A number of courts have examined the language of the hanging paragraph as it relates to interpretation of the "personal use of the debtor" clause. A few courts take a business/non-business-centered approach, while according to In re Bethoney, the majority of courts define "personal" as focused on who may use the vehicle. 2008 Bankr. LEXIS 76 (Bankr. D. Mass. Jan. 17, 2008), at *11 n. 18 (acknowledging that the majority of courts interpreted "personal" to define who may use the vehicle rather than for what purpose the vehicle may be used). Many courts weighing in on the meaning of "personal use of the debtor," have held that the clause does not apply to use by anyone other than the debtor, whether that is a spouse, child, and in some cases, even a co-debtor. See In re Jackson, 338 B.R. 923, 925-26 (Bankr. M.D. Ga. 2006) (debtor's personal use did not include use by non-debtor wife); In re Lewis, 347 B.R. 769 (Bankr. D. Kan. 2006) (debtors' personal use did not include vehicle acquired for use of independent adult child); In re Solis, 356 B.R. 398 (Bankr. S.D. Tex. 2006) (hanging paragraph did not apply to vehicle acquired for exclusive use of debtor's son); In re Press, 2006 Bankr. LEXIS 2296 (Bankr. S.D. Fla. July 26, 2006) (hanging paragraph not applicable where debtor husband acquired vehicle for personal use of co-debtor wife).

The facts of In re Lewis are relatively analogous to the facts here because that case involved a vehicle used by an individual that was neither a spouse of the debtor nor a co-debtor. The court declined to stretch the phrase "personal use of the debtor" to include a vehicle purchased for the debtors' adult daughter. The adult child in Lewis, similar to the Debtor's fiancée in this case, did not reside with the debtors. Similar to Nissan here, the creditor in Lewis asked the court to construe the hanging paragraph as if it applied to a vehicle "acquired for personal use" without regard to who would be the user. The court rejected this interpretation because it did not give effect to every clause and word of the statute. In re Lewis, 347 B.R. at 772-73 (citing Duncan v. Walker, 533 U.S. 167, 174 (2001)).

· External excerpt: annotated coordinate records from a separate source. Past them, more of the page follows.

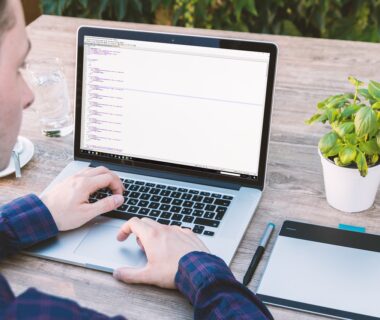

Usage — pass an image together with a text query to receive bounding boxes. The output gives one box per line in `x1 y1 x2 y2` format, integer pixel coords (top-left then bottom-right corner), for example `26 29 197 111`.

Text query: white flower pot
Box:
318 149 380 212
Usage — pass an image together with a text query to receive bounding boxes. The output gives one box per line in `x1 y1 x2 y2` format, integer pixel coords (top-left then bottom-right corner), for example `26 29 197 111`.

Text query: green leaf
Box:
305 113 321 124
355 151 368 177
318 132 338 154
354 107 378 138
339 146 356 165
341 104 360 118
334 121 355 138
359 139 380 156
368 80 380 101
348 76 364 87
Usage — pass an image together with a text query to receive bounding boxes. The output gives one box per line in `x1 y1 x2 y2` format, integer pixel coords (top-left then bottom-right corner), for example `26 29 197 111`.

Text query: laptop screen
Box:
75 29 276 186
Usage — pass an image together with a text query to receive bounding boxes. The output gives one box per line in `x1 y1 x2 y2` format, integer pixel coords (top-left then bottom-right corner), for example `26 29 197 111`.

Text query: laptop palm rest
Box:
74 223 146 271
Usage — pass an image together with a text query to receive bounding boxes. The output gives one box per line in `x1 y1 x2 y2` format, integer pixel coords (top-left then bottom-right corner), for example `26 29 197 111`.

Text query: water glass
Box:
26 58 73 137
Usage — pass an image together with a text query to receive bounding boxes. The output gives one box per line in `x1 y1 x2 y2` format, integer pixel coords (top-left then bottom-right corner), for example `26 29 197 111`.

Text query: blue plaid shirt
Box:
0 195 273 320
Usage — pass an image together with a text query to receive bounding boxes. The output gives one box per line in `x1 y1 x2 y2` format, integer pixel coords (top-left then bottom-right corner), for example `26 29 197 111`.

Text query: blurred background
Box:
22 0 380 42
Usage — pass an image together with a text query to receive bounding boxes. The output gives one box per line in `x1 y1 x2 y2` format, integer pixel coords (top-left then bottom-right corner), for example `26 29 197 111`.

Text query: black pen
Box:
243 223 275 286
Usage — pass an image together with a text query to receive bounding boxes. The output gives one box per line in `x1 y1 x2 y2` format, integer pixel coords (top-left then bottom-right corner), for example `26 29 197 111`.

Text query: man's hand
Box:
41 167 124 231
114 218 209 289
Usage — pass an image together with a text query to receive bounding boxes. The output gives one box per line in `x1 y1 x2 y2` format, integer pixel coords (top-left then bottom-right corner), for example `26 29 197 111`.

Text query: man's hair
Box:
0 0 15 43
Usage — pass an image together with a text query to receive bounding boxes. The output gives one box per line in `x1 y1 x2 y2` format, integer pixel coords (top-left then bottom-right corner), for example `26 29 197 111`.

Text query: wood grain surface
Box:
0 16 380 320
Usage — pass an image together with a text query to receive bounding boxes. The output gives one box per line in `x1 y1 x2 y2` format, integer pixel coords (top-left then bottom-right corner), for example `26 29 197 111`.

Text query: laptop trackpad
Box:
74 223 147 272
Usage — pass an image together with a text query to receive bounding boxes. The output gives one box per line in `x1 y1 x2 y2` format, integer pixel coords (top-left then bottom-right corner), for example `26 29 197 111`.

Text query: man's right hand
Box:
114 218 209 289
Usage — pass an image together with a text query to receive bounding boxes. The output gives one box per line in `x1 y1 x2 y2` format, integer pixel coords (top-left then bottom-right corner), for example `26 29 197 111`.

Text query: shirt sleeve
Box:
175 252 273 320
0 194 58 259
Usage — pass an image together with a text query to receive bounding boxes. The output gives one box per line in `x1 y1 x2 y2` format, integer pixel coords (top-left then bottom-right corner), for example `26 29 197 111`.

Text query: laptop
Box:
27 27 277 272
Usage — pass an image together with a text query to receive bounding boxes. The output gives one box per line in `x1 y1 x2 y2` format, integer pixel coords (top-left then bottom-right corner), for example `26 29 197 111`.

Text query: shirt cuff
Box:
175 251 236 304
0 194 58 248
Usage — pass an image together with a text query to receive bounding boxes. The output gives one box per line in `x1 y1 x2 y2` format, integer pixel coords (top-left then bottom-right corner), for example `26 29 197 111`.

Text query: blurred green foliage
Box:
40 0 380 42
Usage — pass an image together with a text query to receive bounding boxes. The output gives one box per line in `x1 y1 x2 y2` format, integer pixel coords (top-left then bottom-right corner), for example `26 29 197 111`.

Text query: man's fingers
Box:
113 266 152 284
87 194 124 218
86 172 124 194
117 218 155 244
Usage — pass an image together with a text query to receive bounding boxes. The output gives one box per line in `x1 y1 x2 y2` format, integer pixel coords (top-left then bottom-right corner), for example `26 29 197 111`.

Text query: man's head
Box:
0 0 33 170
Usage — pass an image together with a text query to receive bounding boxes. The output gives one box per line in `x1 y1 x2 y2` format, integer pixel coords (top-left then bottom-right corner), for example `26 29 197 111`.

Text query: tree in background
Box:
40 0 380 42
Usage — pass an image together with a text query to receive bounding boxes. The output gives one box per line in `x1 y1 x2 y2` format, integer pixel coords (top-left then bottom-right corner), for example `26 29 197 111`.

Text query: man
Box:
0 0 273 319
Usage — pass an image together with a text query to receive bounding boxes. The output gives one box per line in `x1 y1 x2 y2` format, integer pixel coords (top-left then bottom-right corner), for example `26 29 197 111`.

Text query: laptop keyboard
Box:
89 178 233 236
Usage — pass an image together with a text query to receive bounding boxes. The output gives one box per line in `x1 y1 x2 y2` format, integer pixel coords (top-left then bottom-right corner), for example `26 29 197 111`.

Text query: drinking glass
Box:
26 58 73 137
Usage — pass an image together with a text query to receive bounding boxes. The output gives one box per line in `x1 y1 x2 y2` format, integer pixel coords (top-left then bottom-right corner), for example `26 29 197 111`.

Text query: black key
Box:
139 208 150 215
128 206 140 213
193 226 205 233
170 191 182 198
193 210 204 217
160 212 172 219
161 197 172 204
181 208 193 214
172 199 183 206
149 210 161 217
205 204 216 211
128 184 140 191
139 186 150 193
203 197 214 203
214 199 231 207
191 195 203 202
149 188 161 194
194 202 205 209
160 190 170 197
127 199 139 206
194 218 220 228
140 193 152 200
148 202 160 209
172 213 183 221
170 206 181 213
137 200 149 208
117 204 128 211
215 212 224 220
129 192 140 198
181 193 191 200
150 196 161 202
203 211 215 219
160 204 170 211
183 201 194 208
216 207 227 213
182 216 194 223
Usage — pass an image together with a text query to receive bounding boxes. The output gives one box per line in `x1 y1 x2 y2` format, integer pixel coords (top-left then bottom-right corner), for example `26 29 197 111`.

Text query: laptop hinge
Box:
90 161 241 190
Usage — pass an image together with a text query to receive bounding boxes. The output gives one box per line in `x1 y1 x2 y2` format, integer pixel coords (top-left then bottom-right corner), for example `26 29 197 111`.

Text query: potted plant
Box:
306 77 380 212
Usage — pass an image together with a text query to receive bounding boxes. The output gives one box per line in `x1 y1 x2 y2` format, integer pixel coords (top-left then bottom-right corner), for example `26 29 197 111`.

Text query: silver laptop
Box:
28 27 277 272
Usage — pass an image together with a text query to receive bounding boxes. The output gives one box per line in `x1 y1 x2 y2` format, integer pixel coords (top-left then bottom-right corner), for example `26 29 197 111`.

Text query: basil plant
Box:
306 77 380 177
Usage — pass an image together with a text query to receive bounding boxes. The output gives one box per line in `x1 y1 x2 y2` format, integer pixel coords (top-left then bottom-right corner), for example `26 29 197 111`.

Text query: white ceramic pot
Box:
318 149 380 212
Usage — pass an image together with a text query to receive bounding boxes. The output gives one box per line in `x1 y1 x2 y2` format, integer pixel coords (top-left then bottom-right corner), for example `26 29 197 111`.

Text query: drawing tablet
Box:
257 221 380 320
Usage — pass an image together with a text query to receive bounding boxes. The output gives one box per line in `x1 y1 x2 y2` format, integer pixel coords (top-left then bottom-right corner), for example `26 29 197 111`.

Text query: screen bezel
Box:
74 26 277 190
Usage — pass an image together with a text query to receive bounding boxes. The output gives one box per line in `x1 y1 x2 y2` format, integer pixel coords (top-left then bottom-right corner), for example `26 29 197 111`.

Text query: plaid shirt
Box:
0 195 273 320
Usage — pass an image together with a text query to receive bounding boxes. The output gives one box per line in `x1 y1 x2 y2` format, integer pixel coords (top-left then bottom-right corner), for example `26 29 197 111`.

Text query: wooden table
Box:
0 16 380 320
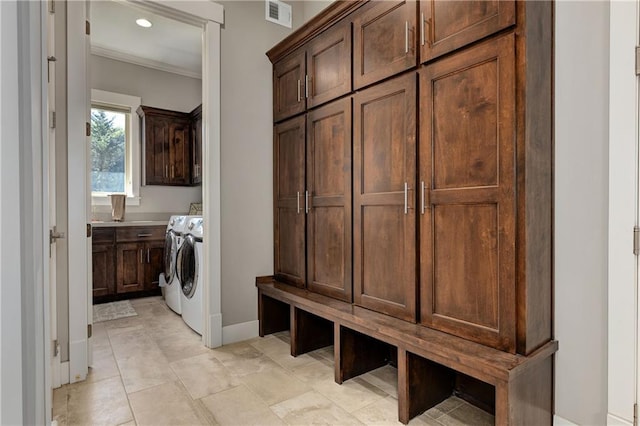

This Court agrees that the proper construction of the hanging paragraph must afford meaning to the words "of the debtor" after the term "personal use."

Notably, the Lewis court also held that the debtors' Chapter 13 plan could not be confirmed because the proposed cram down of the loan on the daughter's car violated the requirement that the plan be in good faith. 347 B.R. at 773. Moreover, the court lifted the stay, finding that the debtors conceded they had no equity in the vehicle, and the daughter's vehicle was not necessary for their reorganization. Similarly, the court in Solis held that the plan could not be confirmed because providing for cramdown on a secured vehicle in which the debtor had no equitable interest was not in good faith. 356 B.R. at 414. Nissan has not raised a good faith objection to the Debtor's plan, and this Court does not need to reach this issue, at least at this time.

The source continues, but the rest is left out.